Remote sensing data undergoes a lot of processing to get to what is recognizable as an image. Even then, there are a lot of possible processing levels ranging from a more raw image to one that has been corrected for terrain and atmosphere. The data may also be available through different formats, or from different locations. It can be confusing which product is the right one to use, where the best place is to get it, or what format should be used. Below is some discussion about these key concepts that should help to demystify the process.
For visualizing images, pixel values are often stretched from 0 to 255 to fit the range of displays. However for analysis purposes it’s important to know the units of the underlying data values.
Digital Numbers (DN): Digital Numbers are the raw values stored by the satellite, often ranging from 0-255 or 0-65535, that need to be adjusted by a gain and offset to be translated to meaningful values like those below. If the data is only available as Digital Numbers and no gain/offset is supplied, the data can be viewed, but it is not suitable for analysis.
Apparent Radiance: Radiance is a measure of the absolute brightness as observed at the sensor. Because sun illumination can change, and spectral bands can be different widths (wider band = more light), radiance is not a good measure for analysis. However it can be converted to TOA reflectance.
Surface-Leaving Radiance: This is the radiance leaving the ground. It is the apparent radiance corrected with an atmospheric model. It is also not suitable for analysis, but can be converted to Surface Reflectance.
Top-Of-Atmosphere Reflectance (TOA): Reflectance is a number between 0 and 1 that represents how much energy within the spectral band, is reflected from it. Like apparent radiance, this is a measure of a pixel’s reflectance as observed, without correction for the atmosphere. TOA reflectance is often used for analysis as it tends to be ‘good-enough’ for many applications.
Surface Reflectance: This is TOA reflectance corrected for atmospheric effects. While atmospheric correction is often preferred, it involves very complex processing that requires a lot of data input and as a result, it can be error-prone. Most users do not have the resources to run atmospheric models correctly so end up relying on TOA reflectance data. When available, this is the most suitable unit for analysis.

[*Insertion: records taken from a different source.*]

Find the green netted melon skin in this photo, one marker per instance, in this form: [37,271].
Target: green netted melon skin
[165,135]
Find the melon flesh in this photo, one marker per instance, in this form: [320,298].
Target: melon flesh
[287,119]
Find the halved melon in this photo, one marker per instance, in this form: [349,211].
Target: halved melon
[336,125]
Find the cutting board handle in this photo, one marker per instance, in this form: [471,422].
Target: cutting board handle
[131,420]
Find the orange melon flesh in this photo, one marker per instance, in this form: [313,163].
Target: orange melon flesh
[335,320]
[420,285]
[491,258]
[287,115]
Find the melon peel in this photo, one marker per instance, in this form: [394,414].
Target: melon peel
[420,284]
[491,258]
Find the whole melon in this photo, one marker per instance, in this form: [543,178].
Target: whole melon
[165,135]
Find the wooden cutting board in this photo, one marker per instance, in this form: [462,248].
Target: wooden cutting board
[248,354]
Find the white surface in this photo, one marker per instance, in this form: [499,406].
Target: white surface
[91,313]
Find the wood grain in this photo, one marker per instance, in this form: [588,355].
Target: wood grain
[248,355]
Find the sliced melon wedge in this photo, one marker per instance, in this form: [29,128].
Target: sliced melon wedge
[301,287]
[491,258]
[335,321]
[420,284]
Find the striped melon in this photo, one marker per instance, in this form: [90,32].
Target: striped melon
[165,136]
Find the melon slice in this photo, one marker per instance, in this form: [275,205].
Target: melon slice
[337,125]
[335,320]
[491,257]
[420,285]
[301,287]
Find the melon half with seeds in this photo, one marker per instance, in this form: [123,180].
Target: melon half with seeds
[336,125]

Processing levels and Analysis Ready Data
Satellite data providers often advertise data products as being processed to some level (e.g., Level 1, Level 1T, Level 2GT). Unfortunately there is no accepted standard for what the different levels are. Typically a Level 0 image represents raw satellite data, a Level 1 image has some radiometric and geometric corrections applied, and a Level 2 image has been atmospherically corrected.
Recently providers have been talking about Analysis Ready Data (ARD), and although there is no current standard on what ARD is, there is some work to define it more precisely. It is generally agreed to be:
Surface reflectance: Atmospherically corrected reflectance
Geo-registered: Individual pixels can be trusted to be aligned well with the actual earth, such that the geo-location accuracy is within a pixel.

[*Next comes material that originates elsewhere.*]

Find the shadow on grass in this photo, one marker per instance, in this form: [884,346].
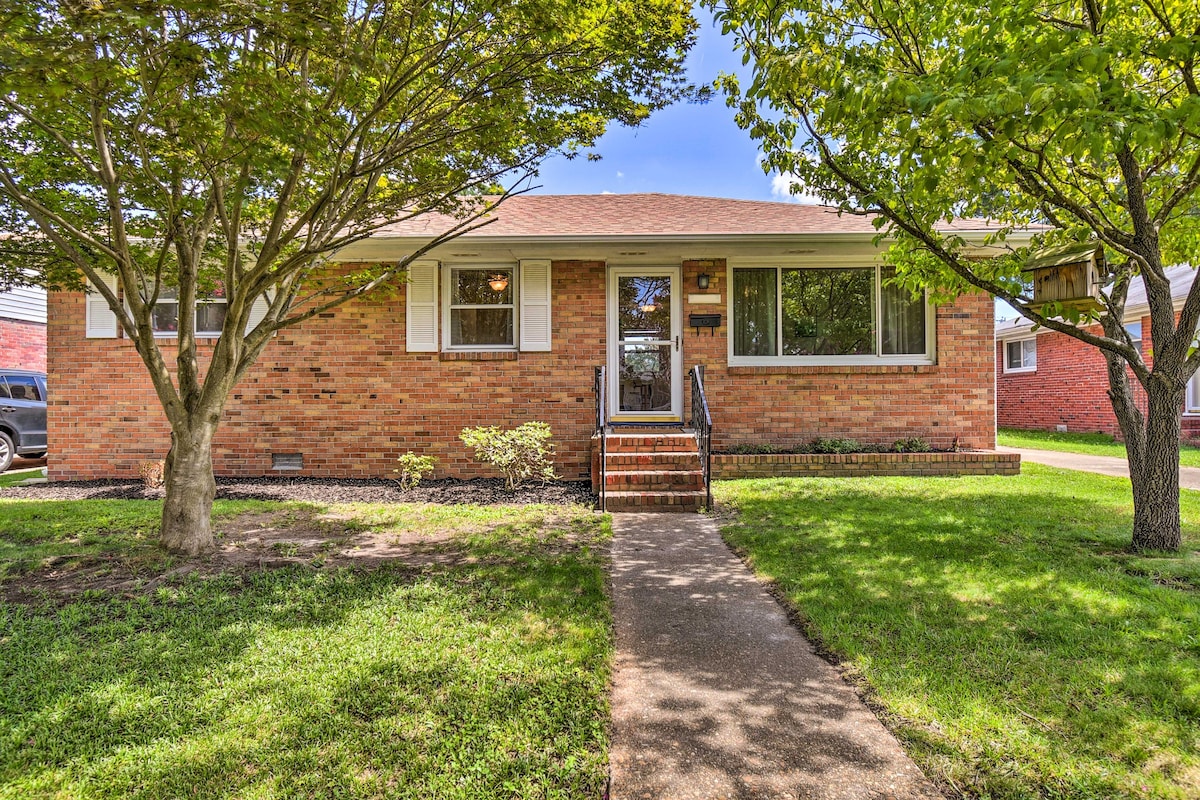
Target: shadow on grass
[480,679]
[1000,620]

Masked and QC’d: Masks are available for indicating pixels that have clouds, shadows, or potentially some sensor issues (e.g., bad pixel)
Using Analysis Ready Data, users can more easily perform reliable and consistent analyses, like creating accurate time series for a region. Proper geo-location allows them to trust that pixels across time line up, the masks allow them to drop bad data, and surface reflectance allows for a comparison across scenes without worry of atmospheric variations over time.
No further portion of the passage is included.